Purpose of the Review
This review underscores the critical need for equitable collaborations to uphold robust and enduring pediatric global health programs to improve child health worldwide. We advocate for the core tenets of reciprocity, longitudinal relationships, and resource redistribution in developing equitable global child health partnerships.
Recent Findings
We reviewed evidence signifying how local and global inequities adversely affect child health. In this review, we provide three examples of successful collaborations between high-income countries and low- and middle-income countries— the Rwandan Human Resources for Health Program, the Global Initiative for Children’s Surgery, and the Baylor College of Medicine International Pediatrics AIDS Initiative— that effectively address these inequities and result in improved child health outcomes. Common themes to equitable partnerships include: (1) prioritizing community voices to inform program development and ensure local needs are met; (2) practicing intentional reciprocity; and (3) challenging outdated and harmful approaches in global health by advocating for a decolonial, socially just, and solidarity-oriented mindset.
Summary
Global pediatric health partnerships must be based on equity to be effective and sustainable.

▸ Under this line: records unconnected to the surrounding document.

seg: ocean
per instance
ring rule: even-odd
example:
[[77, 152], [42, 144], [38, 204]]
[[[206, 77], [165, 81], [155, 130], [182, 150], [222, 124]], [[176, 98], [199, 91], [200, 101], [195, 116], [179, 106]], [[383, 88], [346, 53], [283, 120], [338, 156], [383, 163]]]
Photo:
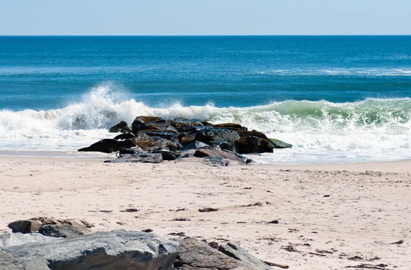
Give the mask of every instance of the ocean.
[[77, 149], [137, 116], [238, 122], [258, 163], [411, 158], [411, 36], [0, 37], [0, 155]]

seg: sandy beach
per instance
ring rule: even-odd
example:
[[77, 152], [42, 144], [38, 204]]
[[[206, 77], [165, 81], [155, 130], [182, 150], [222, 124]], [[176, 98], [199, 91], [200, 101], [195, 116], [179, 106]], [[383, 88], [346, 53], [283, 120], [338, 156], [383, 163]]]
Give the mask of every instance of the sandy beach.
[[[75, 217], [93, 230], [229, 240], [292, 269], [411, 265], [411, 161], [221, 167], [195, 159], [103, 161], [0, 157], [0, 232], [25, 218]], [[204, 207], [218, 211], [199, 211]], [[129, 208], [139, 211], [124, 212]]]

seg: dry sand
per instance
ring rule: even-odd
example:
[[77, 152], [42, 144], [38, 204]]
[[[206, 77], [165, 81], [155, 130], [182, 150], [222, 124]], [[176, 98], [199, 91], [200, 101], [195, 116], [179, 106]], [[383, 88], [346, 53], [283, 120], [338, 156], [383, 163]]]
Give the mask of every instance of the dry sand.
[[[76, 217], [95, 230], [151, 228], [166, 237], [230, 240], [291, 269], [410, 269], [410, 165], [213, 167], [194, 160], [1, 157], [0, 232], [21, 219]], [[203, 207], [219, 210], [199, 212]], [[122, 212], [129, 208], [140, 211]]]

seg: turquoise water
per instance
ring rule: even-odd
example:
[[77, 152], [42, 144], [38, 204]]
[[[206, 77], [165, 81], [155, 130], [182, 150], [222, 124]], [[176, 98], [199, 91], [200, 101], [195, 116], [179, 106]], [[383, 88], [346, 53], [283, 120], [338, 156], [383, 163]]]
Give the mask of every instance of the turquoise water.
[[409, 159], [411, 36], [0, 37], [0, 150], [74, 150], [151, 114], [294, 144], [262, 163]]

Examples exist whereby programs prioritize community engagement and in-country ownership throughout, ensure reciprocity, and build longitudinal relationships that consider context, historical legacies, systemic inequalities, and promote necessary resource redistribution. These criteria should be used to assess current global child health partnerships and to train the next generation of pediatric global health practitioners, thereby paving the way for a more equitable and sustainable future in pediatric global health.